Since we can guarantee that all the shoreline data for a given set of search results will be within a single tiled_shoreline record, we can modify our showResults.py script to use the tiled shoreline rather than the raw shoreline data.

To use the tiled shorelines, we are going to make use of a clever feature built into the mapnik.PostGIS data source. The table parameter passed to this data source is normally the name of the database table holding the data to be displayed. However, instead of just supplying a table name, you can pass in an SQL SELECT command to choose the particular subset of records to display. We're going to use this to identify the particular tiled shoreline record to display.

Fortunately, our mapGenerator.generateMap() function accepts a tableName parameter, which is passed directly to the mapnik.PostGIS data source. This allows us to modify the table name passed to the map generator so that the appropriate tiled shoreline record will be used.

To do this, edit the showResults.py script and find the statement that calls the mapGenerator.generateMap() function. This statement currently looks like this:

imgFile = mapGenerator.generateMap("shorelines",
                                   minLong, minLat,
                                   maxLong, maxLat,
                                   MAX_WIDTH, MAX_HEIGHT,
                                   points=points)

Replace this statement with the following:

iLat = int(round(latitude))
iLong = int(round(longitude))

subSelect = "(SELECT outline FROM tiled_shorelines" \
          + " WHERE (intLat={})".format(iLat) \
          + " AND (intLong={})".format(iLong) \
          + ") AS shorelines"

imgFile = mapGenerator.generateMap(subSelect,
                                   minLong, minLat,
                                   maxLong, maxLat,
                                   MAX_WIDTH, MAX_HEIGHT,
                                   points=points)

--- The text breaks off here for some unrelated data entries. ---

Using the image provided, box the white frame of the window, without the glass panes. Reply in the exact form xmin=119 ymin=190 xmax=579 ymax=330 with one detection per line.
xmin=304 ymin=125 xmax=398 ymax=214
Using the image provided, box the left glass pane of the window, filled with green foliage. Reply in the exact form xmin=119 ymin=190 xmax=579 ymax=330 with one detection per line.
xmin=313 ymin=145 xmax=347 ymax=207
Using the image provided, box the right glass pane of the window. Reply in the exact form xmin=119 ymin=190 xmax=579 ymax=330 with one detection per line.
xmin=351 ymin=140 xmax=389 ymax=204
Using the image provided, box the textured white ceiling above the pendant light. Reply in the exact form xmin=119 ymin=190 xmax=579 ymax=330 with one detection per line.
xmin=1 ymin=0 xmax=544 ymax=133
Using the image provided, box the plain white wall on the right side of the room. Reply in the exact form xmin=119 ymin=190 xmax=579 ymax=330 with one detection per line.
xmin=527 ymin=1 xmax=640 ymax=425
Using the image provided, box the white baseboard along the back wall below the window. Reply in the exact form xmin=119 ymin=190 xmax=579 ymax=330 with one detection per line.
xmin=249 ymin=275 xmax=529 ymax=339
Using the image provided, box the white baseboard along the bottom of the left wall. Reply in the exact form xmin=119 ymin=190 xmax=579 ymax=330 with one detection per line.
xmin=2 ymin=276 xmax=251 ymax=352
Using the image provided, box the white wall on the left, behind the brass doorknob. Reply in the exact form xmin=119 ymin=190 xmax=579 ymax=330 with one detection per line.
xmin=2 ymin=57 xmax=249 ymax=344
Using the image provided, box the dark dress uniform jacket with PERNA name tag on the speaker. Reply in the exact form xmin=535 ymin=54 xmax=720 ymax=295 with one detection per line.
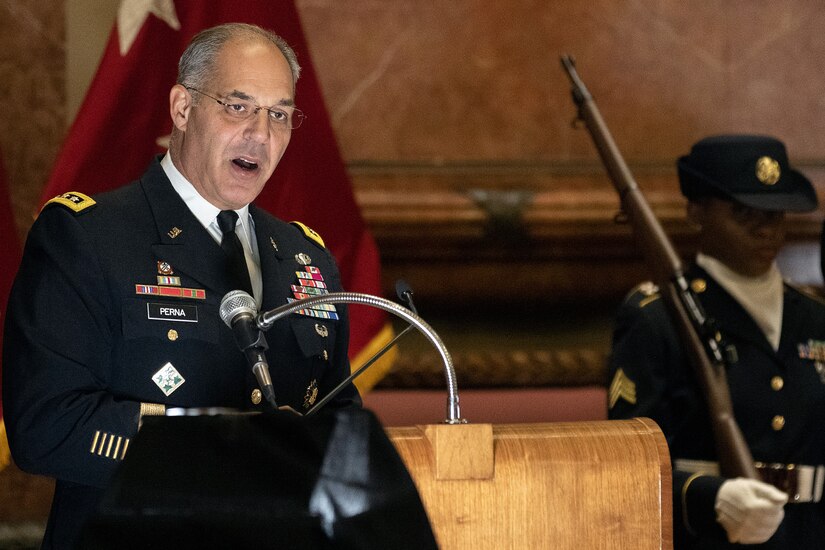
xmin=3 ymin=160 xmax=360 ymax=547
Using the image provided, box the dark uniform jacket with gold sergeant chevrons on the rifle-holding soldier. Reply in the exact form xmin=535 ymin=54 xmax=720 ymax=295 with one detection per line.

With these changes, the showResults.py script will use the tiled shorelines rather than the full shoreline data downloaded from GSHHG. Let's now take a look at how much of a performance improvement these tiled shorelines give us.

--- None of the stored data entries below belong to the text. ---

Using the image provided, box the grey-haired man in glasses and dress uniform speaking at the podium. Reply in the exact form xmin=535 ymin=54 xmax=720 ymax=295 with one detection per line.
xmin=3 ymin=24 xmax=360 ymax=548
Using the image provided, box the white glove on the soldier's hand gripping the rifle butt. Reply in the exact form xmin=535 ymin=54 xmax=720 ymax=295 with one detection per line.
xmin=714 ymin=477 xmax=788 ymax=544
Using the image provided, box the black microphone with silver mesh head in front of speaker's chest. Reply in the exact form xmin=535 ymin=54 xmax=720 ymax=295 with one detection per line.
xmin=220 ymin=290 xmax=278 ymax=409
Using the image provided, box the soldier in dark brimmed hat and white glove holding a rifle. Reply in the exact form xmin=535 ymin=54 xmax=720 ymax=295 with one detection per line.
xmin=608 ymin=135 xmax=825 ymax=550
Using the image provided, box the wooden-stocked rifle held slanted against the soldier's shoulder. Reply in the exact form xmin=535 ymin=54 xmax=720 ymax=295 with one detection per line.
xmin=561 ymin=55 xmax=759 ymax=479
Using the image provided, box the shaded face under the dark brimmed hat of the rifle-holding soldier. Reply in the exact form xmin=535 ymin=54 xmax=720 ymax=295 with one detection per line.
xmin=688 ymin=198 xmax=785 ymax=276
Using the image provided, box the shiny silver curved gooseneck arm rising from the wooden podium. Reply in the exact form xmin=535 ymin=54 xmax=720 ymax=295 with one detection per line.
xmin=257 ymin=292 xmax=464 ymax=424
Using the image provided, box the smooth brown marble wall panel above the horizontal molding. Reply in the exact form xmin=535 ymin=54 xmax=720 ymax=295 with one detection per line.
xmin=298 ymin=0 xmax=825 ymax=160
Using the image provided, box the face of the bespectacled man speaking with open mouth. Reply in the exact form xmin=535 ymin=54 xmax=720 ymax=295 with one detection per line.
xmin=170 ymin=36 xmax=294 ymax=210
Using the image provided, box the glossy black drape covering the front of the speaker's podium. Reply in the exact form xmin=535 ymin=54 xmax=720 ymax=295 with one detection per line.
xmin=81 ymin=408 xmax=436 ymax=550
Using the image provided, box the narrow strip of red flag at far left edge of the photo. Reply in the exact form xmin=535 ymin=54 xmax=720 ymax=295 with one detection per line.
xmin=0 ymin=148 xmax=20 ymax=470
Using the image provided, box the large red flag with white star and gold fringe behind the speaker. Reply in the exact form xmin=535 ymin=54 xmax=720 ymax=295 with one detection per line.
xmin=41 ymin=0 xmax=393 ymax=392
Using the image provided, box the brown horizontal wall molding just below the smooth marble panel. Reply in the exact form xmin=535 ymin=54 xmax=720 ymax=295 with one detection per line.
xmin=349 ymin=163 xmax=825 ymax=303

Analyzing the performance improvement

As soon as you run this new version of the DISTAL application, you should notice an improvement in speed: showResults.py now seems to return its results almost instantly rather than taking a second or more to generate the map. Adding timing code back into the showResults.py script shows how quickly it is running now:

Generating map took 0.1074 seconds

Compare this with how long it took when we were using the full high-resolution shoreline:

Generating map took 3.0208 seconds

As you can see, this is a dramatic improvement in performance: the map generator is now 15-20 times faster than it was, and the total time taken by the showResults.py script is now less than a quarter of a second. That's not bad for a relatively simple change to our underlying map data.